Phil Kessel was there, then he was gone. He was the first off the ice after practice, as is his custom, as has been his custom while leading the Toronto Maple Leafs in scoring for several years now, and in fact while scoring more points than almost any other player in the NHL. When the dressing room opened, Phil was not there. This is also a custom, though a less reliable one.
In Toronto, like a city of alert defenders, we always circle back to Phil, one way or another. He talked. He didn’t talk. He scored. He didn’t score. He skated last summer. He didn’t skate. (It’s probably the second one.) The Leafs have a lot of problems; they have problems the way most people have furniture. Kessel isn’t the biggest problems with the Maple Leafs, even on bad nights. Tuesday night was bad. Phil, mocked recently on a magazine cover, didn’t want to talk about it.
We have circled back to Phil this time because on Tuesday Phil played just 12:57 in a 5-4 loss to the New York Rangers. He was pretty awful. He glided, lost puck battles, watched four Rangers goals from close up. He was dropped to the fourth line with David Booth and Trevor Smith until he played two shifts in the final 3:11 down a goal, which allowed him to avoid a career-low in minutes in his six seasons as a Toronto Maple Leaf.
It was Phil near his worst, and it was the first time in his time in Toronto that he was semi-benched, to this degree. Remember when Leafs assistant coach Steve Spott spoke to a coaches’ conference last summer, and according to those in attendance, said ex-Leafs coach Randy Carlyle let Phil be Phil because “the hierarchy doesn’t want to deal with Phil. He scores 30 a year and that’s all they want”?
Tuesday night, Horachek decided to coach Phil, just like he coaches everyone else. Phil was back with David Booth and Trevor Smith at practice Wednesday, on the third line. Hey, the top line’s been an implosion all season long.
“I’m asking (the Leafs) to bring that good attitude,” said Horachek Wednesday. “You can bring that work ethic, and that’s what we’re looking for. We’re looking for the guys who all band together, and when it’s not 100 per cent, when the team’s not 100 per cent, that kind of determination is what pulls everybody back in … and we can survive by keeping it close, our goalie making a big save, and get back going again. After two periods it was kind of hard to watch for a bit there, and I was saying ‘come on guys, let’s do something about it.’ I wasn’t very happy with it.
Asked about Phil specifically, Horachek said, “(Phil) worked in practice. There were a number of guys I didn’t think played very well, and sometimes lines changing kind of gets your attention all the way around. I think there’s other guys that didn’t play very well as well, and when half your team isn’t playing well, that’s not a good sign.

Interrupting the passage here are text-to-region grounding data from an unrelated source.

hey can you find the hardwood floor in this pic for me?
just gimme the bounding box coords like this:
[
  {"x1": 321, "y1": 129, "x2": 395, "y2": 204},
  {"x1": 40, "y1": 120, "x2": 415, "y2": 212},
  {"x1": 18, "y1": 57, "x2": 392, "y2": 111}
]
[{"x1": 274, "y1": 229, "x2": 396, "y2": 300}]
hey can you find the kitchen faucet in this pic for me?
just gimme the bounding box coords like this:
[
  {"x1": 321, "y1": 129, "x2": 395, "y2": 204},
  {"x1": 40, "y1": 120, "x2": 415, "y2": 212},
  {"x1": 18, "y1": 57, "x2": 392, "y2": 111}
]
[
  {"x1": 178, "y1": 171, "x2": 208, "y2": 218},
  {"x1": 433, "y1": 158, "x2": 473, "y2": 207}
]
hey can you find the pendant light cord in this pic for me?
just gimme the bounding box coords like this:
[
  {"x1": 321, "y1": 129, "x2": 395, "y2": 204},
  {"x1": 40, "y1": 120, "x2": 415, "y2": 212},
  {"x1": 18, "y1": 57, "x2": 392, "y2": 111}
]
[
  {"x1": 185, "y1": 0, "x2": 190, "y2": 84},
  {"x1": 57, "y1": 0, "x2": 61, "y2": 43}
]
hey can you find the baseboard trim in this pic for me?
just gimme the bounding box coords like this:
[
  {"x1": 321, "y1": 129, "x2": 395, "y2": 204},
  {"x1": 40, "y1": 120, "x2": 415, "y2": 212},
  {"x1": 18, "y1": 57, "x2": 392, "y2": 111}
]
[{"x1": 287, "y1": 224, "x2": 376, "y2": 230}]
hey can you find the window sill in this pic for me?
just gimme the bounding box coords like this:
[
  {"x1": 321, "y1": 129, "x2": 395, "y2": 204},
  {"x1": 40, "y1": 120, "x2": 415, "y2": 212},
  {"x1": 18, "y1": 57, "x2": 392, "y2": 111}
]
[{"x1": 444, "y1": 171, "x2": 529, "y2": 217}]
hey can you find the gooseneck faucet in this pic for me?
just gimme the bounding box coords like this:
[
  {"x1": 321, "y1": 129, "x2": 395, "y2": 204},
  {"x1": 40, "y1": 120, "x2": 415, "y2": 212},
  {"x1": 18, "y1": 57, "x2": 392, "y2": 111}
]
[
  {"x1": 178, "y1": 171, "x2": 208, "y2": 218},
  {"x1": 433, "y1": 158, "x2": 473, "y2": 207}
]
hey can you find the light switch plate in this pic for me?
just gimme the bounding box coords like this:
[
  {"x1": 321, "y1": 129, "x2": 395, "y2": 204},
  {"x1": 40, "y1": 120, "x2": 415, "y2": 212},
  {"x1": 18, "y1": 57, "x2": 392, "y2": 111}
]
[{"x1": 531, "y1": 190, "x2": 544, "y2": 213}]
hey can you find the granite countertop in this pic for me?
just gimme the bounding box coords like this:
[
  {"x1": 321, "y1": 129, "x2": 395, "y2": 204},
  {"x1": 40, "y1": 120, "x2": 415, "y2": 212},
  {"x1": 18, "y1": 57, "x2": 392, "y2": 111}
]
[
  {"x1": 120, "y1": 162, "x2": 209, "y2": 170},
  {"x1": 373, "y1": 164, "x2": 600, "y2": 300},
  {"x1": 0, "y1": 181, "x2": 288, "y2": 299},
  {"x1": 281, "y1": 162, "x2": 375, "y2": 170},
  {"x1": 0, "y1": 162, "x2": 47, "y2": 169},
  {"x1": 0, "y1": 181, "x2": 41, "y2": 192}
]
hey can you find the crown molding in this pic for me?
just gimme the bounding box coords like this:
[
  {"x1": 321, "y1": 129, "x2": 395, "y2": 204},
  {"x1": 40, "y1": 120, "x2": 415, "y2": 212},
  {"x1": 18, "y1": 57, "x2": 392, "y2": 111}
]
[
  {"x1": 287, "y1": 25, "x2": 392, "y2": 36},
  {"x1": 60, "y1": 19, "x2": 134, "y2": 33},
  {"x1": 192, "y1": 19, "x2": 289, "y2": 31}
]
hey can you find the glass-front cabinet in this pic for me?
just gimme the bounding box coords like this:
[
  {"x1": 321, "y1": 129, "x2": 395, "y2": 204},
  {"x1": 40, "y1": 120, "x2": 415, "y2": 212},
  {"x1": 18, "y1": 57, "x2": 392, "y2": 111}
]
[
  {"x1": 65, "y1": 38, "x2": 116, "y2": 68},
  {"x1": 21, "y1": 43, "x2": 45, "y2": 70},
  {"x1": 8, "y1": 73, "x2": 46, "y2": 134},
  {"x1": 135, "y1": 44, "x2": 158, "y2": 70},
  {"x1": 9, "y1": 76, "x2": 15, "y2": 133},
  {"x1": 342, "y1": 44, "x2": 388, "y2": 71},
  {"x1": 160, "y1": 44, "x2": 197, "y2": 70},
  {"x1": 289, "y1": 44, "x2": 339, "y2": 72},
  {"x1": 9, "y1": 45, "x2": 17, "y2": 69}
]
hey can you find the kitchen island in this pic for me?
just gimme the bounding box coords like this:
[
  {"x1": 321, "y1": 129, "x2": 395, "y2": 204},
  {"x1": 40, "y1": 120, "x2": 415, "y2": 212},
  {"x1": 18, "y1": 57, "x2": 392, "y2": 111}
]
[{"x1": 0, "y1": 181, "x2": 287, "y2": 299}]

“I wasn’t very happy with him (Tuesday) night, and I didn’t spend a lot of time today having meetings and video, I didn’t show him anything, I just said ‘we have to get back to work.’ ”
“This isn’t about just whether Phil does what he does, or doesn’t do,” said Horachek. “I think the whole team has to be better. It’s not about one player. Everybody has to compete. Some guys score more, and some guys are more physical. It’s not just about Phil. This whole team needs to be stronger.”
Horachek won’t be this team’s head coach next season, but he’s coaching all the same, trying something. He’s using ice time as a tool. He’s not worrying about whether or not the front office would take calls on Phil Kessel, as part of the coming rebuild. He’s not worrying about, as he put it when he scratched David Clarkson this week, the political ramifications of the move.
Which is fine, because Horachek is doing this with the tacit blessing of management, which gave him the job and let him coach. This is not a bad thing. It’s not the biggest deal. It’s not like it’s going to drive Phil out of town.
It may not need to, though. Whether he chooses to talk or not, whether he scores or not, whether he plays like he is present or not — as long as he is here, we will always circle back to Phil. He’s the best player on this team, and it can rise or fall with him.
And when the rebuild arrives in earnest he will be priced, to find out what he could fetch. Almost everyone will be, but Phil should be a prize. He might not age well, if he approaches the game like it’s easy, because right now it is.
But that Evander Kane deal? Phil is better than Evander Kane. Right now, though, Peter Horachek is coaching Phil Kessel. It’s a sign of the new era here, in its way, and that’s OK. May as well, for however long it lasts.